In his paintings of flowers he found the best possible expression for his subtle color sense. The letters written to him by Whistler in the sixties show how fervently these paintings were admired by the American master of harmony, and also how much good criticism came to him from his comrade whose enthusiasm for Japanese art already was fully awakened.

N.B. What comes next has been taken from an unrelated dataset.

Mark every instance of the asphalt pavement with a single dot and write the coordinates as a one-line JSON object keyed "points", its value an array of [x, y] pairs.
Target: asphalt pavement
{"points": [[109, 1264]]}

As a portraitist, Fantin was peculiarly fortunate. His exquisitely painted flower studies, his pearly-toned beautifully drawn nudes, his lithographs with their soft darks and tender manipulations of line, his ambitious imaginative compositions, are none of them so eloquent of his personality as his portraits with their absolute integrity, their fine divination, and their fluent technique. The portrait which we reproduce is of Madam MaÎtre, was painted in 1882, and was acquired by the Museum of the Brooklyn Institute of Arts and Sciences in 1906. It represents a woman of middle years with a sincere and thoughtful face and a quiet bearing. The felicities of Fantin's brush are seen in the way in which the silk sleeve follows the curve of the round firm arm, and the soft lace of the bodice rests against the throat and is relieved almost without contrast of color against the white skin. The touches of pure pale blue in the fan and the delicate tints of the rose are manifestations of the artist's restrained and subtle management of color, but above all there is a perfectly unassuming yet uncompromising rendering of character. There is nothing in the plain refined features that cries out for recognition of a temperament astutely divined. They have the calm repose that indicates entire lack of self-consciousness, no quality is unduly insisted upon, there is neither sentimentality nor brutal realism in the handling, the sitter simply lives as naturally upon the canvas as we feel that she must have lived in the world. It is for such sweet and logical truth-telling, such mild and strict interpretation, that we must pay our debt of appreciation to Fantin, the painter of ideal realities and of actual ideals.